Mit dem Boom, den biologische Lebensmittel in den letzten Jahren für sich verbuchen konnten, ist auch das Interesse an alten Sorten stark gestiegen. KonsumentInnen sehnen sich nach dem Echten, dem Unverfälschten und dem Gesunden. Und genau das findet sich in vielen Raritäten, die in Vergessenheit geraten sind und die Bio-BäuerInnen jetzt wieder aufgreifen. Auch, wenn es für sie mehr Arbeit bedeutet. Denn der Anbau alter Sorten ist aufwändig und es gehört schon eine ordentliche Portion Idealismus dazu sowie viel Liebe und Zeit - die brauchen alte Sorten zum Wachsen. Zudem sind sie weniger resistent und ertragreich.

Samenfest statt Hybrid

Im Gemüseanbau setzen immer mehr Bio-BäuerInnen auf alte, samenfeste Sorten. Die Samen dieser Sorten werden im Bio-Landbau weiter vermehrt und müssen nicht - wie bei Hybridsorten üblich - jedes Jahr wieder neu zugekauft werden. So wurden beispielsweise viele alte Paradeisersorten wiederentdeckt, die durchaus widerstandsfähig und pflegeleicht sind. Und auch samenfeste Karotten überzeugen nicht nur durch ihren Geschmack, sondern erzielen auch gute Erträge. Vorausgesetzt sie wurden mit dem entsprechenden Fingerspitzengefühl angebaut.
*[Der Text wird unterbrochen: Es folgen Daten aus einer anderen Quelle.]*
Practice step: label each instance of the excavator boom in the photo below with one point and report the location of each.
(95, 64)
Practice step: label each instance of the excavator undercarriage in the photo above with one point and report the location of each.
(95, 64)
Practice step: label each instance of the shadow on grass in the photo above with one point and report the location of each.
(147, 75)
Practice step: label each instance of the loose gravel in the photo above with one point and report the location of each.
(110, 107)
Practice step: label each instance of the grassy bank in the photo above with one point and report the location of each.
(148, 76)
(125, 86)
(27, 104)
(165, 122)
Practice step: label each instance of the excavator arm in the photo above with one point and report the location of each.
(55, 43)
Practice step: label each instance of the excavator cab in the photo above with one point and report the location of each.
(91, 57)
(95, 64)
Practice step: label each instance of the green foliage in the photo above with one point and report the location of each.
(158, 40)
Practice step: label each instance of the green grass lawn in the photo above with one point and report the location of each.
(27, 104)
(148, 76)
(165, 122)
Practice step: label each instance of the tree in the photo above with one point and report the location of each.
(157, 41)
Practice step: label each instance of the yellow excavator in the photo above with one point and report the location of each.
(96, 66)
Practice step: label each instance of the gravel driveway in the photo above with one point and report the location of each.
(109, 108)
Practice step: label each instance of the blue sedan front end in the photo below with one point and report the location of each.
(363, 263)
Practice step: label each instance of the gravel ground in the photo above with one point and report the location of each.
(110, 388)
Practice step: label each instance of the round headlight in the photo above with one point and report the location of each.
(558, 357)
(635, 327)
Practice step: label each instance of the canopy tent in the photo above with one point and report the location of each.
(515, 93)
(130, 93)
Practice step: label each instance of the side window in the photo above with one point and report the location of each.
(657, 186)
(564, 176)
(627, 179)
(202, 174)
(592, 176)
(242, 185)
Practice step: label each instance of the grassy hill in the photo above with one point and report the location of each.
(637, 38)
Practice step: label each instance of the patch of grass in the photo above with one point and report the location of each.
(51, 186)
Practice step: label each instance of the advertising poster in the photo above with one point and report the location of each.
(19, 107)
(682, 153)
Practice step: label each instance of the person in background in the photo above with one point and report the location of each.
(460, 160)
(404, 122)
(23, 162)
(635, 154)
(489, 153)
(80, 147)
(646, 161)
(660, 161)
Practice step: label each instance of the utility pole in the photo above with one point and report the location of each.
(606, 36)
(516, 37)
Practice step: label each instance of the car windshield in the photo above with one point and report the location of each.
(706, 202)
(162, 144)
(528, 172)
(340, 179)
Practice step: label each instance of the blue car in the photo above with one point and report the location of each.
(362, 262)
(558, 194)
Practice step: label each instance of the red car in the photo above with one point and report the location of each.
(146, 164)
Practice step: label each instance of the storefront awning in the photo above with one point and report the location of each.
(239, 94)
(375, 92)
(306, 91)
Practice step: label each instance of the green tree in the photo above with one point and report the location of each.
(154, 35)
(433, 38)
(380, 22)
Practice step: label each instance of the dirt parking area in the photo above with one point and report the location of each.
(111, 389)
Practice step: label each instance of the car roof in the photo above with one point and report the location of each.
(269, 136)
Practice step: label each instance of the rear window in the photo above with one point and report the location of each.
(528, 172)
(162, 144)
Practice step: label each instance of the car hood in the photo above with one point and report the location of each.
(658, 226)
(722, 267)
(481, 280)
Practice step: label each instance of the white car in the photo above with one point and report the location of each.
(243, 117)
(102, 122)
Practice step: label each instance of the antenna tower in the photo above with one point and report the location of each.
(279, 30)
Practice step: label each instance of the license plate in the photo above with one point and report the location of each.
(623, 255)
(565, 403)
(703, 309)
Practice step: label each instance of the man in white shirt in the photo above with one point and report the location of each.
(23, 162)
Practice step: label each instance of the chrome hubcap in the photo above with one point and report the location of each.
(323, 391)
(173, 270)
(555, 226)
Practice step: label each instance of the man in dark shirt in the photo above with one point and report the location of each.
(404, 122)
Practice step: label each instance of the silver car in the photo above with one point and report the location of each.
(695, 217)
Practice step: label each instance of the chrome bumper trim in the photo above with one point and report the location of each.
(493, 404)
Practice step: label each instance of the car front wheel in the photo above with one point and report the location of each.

Und so präsentiert sich vor allem bei Bio LandwirtInnen eine Sortenvielfalt, die jeden erstaunen lässt. Denn die Karotte ist nicht immer nur orange: Kräftig orange, gelblich, weiß, violett, dick, dünn, konisch, kugelrund, zylindrisch, saftig, süß, leicht nussig, kräftig oder herb - die Karotte bietet für jeden Geschmack etwas. Auch vergessene Apfelsorten, die häufig von biologischen Streuobstwiesen stammen, kehren nach und nach wieder auf die Märkte zurück. Der Anbau und die Ernte dieser Streuobstwiesen ist zwar sehr viel zeitaufwändiger, dafür sehen die Wiesen nicht nur schön aus, sondern bieten auch vielen Tieren und Nützlingen Nahrung und Unterschlupf.

Alte Rassen wieder im Kommen

Auch bei der Tierzucht besinnt man sich heute wieder auf alte Haustierrassen. Sie bringen zwar weniger Milch und Fleischertrag, sind aber als „Allrounder" weniger stressanfällig. So taucht das Turpoljeschwein wieder verstärkt in Bio-Betrieben auf. Die genügsamen und robusten Tiere mit dichten Borsten eignen sich problemlos für die ganzjährige Freilandhaltung. Darüber hinaus überzeugt die hervorragende Fleisch und Speckqualität selbst anspruchsvolle Gaumen. Ebenso anspruchslos und kälteresistent ist das Mangalitzaschwein. Die ungarische Schweinerasse war Mitte des 19. Jahrhunderts in Europa weit verbreitet. Die besondere Qualität liegt in der Herstellung von Dauerwaren wie Speck und Wurst.

Heute steht es auf der Roten Liste der Gesellschaft zur Erhaltung alter und gefährdeter Haustierrassen. So gibt es nur mehr einige Tiere in Ungarn, Deutschland, der Schweiz, Österreich und Tschechien. Was sich hoffentlich - Dank des Einsatzes vieler Bio-LandwirtInnen und der Lust der KonsumentInnen auf besten Genuss - in Zukunft wieder ändern wird.